Bloody Hammers – The Summoning (Review)

Artist: Bloody Hammers
Album: The Summoning
Genre: Horror Rock
Country: USA
Release date: 26th of June, 2019
Released via: Napalm Records
Cover artwork © Napalm Records 2019

Bloody Hammers is a duo from North Carolina in the USA formed in 2012. The Summoning is their fifth studio release already. Anders Manga is the singer and guitarist of the band, Devalia plays organ, keys and piano (Please keep that in mind).

I was just checking the releases of the last days on Amazon Music and saw that cover. It looks like a picture from one of these really bad Italian horror movies from the 70s, doesn’t it? I really liked it. On the band’s website, you can find a short interview where the influences of the band are mentioned – not just for their music and lyrics, but also for their look, and their understanding of music itself, and I’m totally with them: You need humor when you fight Eddie as the singer of Iron Maiden, or when you’re down on your knees in a guillotine waiting for being decapitated as Alice Cooper does it on stage still today. With this kind of humor, I think, you need to listen to The Summoning as well. It doesn’t mean that you as the listener shouldn’t take the music serious, or that the musicians don’t take their music serious.

Alright, with this in mind let’s start to have a look at the album. The Summoning gives us 10 songs and 43 minutes of music. Most of the songs are a little longer than four minutes, but only the first track “Let Sleeping Corpses Lie” is longer than five minutes. All the songs sound quite uniform, so no big experiments or surprises.

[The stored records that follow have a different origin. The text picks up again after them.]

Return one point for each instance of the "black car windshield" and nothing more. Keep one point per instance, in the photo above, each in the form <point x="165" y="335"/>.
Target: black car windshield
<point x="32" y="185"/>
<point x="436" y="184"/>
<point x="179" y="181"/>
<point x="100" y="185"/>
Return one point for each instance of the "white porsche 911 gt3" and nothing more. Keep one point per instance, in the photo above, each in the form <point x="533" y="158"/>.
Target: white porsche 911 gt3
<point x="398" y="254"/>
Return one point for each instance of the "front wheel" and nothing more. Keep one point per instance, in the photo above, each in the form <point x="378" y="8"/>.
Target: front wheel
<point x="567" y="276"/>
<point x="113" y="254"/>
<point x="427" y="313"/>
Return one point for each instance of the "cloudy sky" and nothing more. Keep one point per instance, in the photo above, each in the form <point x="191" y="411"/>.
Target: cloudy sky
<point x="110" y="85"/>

We have the humor now, and you remember what I wrote in the beginning about the musicians in the band – there is no drummer! So in all the songs we have the same quite shitty sounding drums out of the box, as well as “oohs” and “aaahs” from the keyboard. This explains the uniform songs as well. You really need a big potion of humor to stand this the whole 43 minutes of the album. Most of the songs also have quite a danceable feel to them, so maybe they also fit to the next tracklist of your local goth-party right between The Sisters of Mercy, The Cure and The Crüxshadows. The titletrack or “Welcome to Darkness” also gives us some retro-synths somewhere between early Depeche Mode, New Order and Kraftwerk. While having a look at the tracks’ names on the album, you may also smile just as I did, because they fulfil every cliché you could have after looking at the cover for the first time.

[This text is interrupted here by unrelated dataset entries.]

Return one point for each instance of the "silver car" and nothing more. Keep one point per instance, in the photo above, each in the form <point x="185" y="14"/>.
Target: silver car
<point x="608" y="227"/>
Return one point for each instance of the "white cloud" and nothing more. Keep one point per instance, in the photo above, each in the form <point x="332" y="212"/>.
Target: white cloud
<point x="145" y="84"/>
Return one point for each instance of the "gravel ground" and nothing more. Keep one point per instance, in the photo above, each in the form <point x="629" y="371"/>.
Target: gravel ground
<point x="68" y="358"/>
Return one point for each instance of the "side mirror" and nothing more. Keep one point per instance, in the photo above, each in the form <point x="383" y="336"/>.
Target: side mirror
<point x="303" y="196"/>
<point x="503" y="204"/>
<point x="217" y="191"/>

Don’t get me wrong. It’s no Gothic, it’s still Rock music, but with the flavour of a trashy dark side – from horror movies, cheap novelles and stuff like that. That’s the reason why I think the music should sound cheap and a little shitty as well. It just fits right to the art-concept of the band, it fits to the album’s artwork, and the image they create. So I think everything has been done correctly. I think I understand the band, and I like the way they like to go. Nontheless, the album doesn’t catch me in the end. It’s nothing I could recommened eventually. It’s nice to listen to, but there is no special need to do so, like you don’t need to see every direct-to-DVD/BluRay Horror movie.